As someone who usually spends more time inside my head than I do firmly in reality (I'm not exaggerating... I usually have one foot in a daydream at any given time), I have found that it serves creativity well. But it only works if you retreat inside to gather strength or idea or energy from it. If you are only escaping the outside, it won't work. You'll (and by that, I mean ME) only find that it feels good to escape everything and then you'll (I'll) start to question why on earth I would go back out again. Why would I leave the straightforward routine of leaving my house to go to work and come home again, travelling the in between hours in anxious anticipation of returning back to my pajama wearing, distraction seeking state as soon as humanly possible? Why would anyone? That's dangerous thinking right there but it feels comforting to even type it. And that's why I have to put a stop to it.
I can confidently say that my recent, involuntary foray into total reality during those last few months of the year left me...changed. Changed is the most diplomatic way to say "cracked in half down the middle". And so I can't say I recommend a complete return to reality at any given time. Immersion in the fiction of your choice is recommended, in doses. By me. And luckily (for me) the world is spilling over with fictions in which to lose oneself. And I'd encourage everyone to do the same. Don't be totally consumed by alternate forms of reality; this isn't a very special episode about the dangers of Virtual Reality or Dropping Acid. Just make lots and lots of room for escape. Build an extension on your house for escape because, as we learned in 2016, life turns on a dime and you might need the extra energy to cope and you'd best store up for a rainy day. Just don't live there. That's your afternoon nap place. That's your reading room. That's not the kitchen. Eventually you are going to have to find food.
So, where do I start? I'm still thinking about goals to set but I find myself stuck when I think of putting a number on anything. For the first time in forever, losing weight is not on a list of my goals. As I age, I need my psychic energy for pursuits other than counting calories. I don't have room for that anymore. I don't want to measure my life in numbers (or coffee spoons) and, here's a scientific fact(oid): your brain shrinks as you age.
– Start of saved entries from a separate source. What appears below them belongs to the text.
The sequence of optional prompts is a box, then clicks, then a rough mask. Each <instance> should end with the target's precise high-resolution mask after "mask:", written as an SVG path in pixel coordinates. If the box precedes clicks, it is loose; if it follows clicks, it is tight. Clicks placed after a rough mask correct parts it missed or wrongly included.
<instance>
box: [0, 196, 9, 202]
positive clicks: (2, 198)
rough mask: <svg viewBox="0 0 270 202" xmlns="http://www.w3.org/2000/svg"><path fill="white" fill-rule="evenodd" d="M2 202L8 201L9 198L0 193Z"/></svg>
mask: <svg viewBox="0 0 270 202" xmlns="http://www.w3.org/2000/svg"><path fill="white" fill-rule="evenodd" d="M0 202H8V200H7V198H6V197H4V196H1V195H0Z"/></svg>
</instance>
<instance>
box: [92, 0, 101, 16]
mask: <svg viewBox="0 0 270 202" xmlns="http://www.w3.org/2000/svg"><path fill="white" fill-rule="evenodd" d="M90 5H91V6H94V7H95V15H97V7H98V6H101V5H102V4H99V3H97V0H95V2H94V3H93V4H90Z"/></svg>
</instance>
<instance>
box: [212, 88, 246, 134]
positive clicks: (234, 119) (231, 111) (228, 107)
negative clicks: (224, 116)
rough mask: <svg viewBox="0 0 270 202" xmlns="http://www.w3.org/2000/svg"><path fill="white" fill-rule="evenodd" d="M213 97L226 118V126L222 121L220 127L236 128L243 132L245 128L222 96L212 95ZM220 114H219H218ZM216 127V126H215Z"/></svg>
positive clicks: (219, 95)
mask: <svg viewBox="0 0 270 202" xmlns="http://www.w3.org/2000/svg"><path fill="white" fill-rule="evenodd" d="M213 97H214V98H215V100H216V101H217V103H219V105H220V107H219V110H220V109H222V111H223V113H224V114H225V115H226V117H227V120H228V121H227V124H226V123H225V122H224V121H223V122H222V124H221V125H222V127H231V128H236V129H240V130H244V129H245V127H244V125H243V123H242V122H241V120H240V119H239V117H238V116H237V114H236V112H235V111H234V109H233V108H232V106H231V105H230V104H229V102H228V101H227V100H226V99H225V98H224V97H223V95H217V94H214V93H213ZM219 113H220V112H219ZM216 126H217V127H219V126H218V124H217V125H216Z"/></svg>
Mine is now a studio apartment. A lifelong apartment dweller, I have the skill set for this type of living. I mean, I can cram the hell out of a space. Still, I am usually looking around my space thinking "I should get rid of some stuff." So that's what I just now decided to do this year. I'm getting rid of unnecessary things. Literally, psychically, emotionally, and in all other ways-ly. Maybe I just answered my own question. How very zen of me.